The dinner traditionally is served the Thursday before Thanksgiving. This year’s earlier date and change in weekdays didn’t deter parishioners and guests from nearby Accordius Health at St. Mary nursing home.

As the 90 or so guests entered the hall, students held open the doors, offered to take attendees’ coats and assisted them in finding seats. First- and second-graders decorated placemats and made “turkey notes” for their guests. Another group of students poured water and coffee upon their guests’ request.

Father Tony Herold, the parish’s pastor, welcomed those in attendance for supporting the school.
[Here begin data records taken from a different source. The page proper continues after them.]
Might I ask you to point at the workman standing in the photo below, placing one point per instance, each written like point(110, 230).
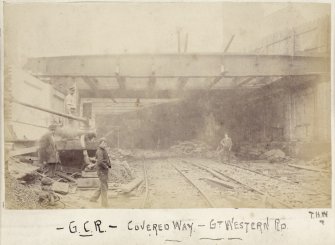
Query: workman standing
point(70, 105)
point(70, 102)
point(48, 151)
point(103, 164)
point(226, 144)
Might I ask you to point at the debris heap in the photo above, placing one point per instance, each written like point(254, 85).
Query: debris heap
point(19, 196)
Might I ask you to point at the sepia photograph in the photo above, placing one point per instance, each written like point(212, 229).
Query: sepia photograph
point(167, 105)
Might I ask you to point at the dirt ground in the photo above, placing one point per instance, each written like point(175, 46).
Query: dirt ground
point(184, 182)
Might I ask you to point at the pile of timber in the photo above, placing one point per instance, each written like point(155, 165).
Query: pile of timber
point(120, 154)
point(20, 196)
point(320, 163)
point(190, 148)
point(251, 151)
point(274, 155)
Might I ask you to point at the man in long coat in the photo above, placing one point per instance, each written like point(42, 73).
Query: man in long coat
point(48, 151)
The students “are here to serve and entertain you.” After a blessing, he told the seniors that he hoped their hearts would be filled with gratitude and that they would enjoy their meal.

Principal Julie Delaney also thanked the gathering for their support. “Our students are here to help carry your plates and get whatever you need.” Fifth-graders served the Thanksgiving meal, making sure the plates were full.

Esperanza “Hope” Salazar said she was thankful for the dinner. “We have belonged to this parish for a long time. We appreciate what they do for us. It is wonderful they invite the elderly.”

Delaney, who coordinates the effort, said the Thanksgiving tradition began more than 20 years ago. The meal has been cancelled just twice — once during an influenza outbreak in the Quad-City area and another time during church renovations.

Funds for the meal come from donations by families of fourth- and fifth-graders and the school’s budget. Parents also donate pies for the catered meal.

Afterwards, fourth-graders sang and people played Bingo. “What is a Catholic gathering without Bingo,” Delaney laughed.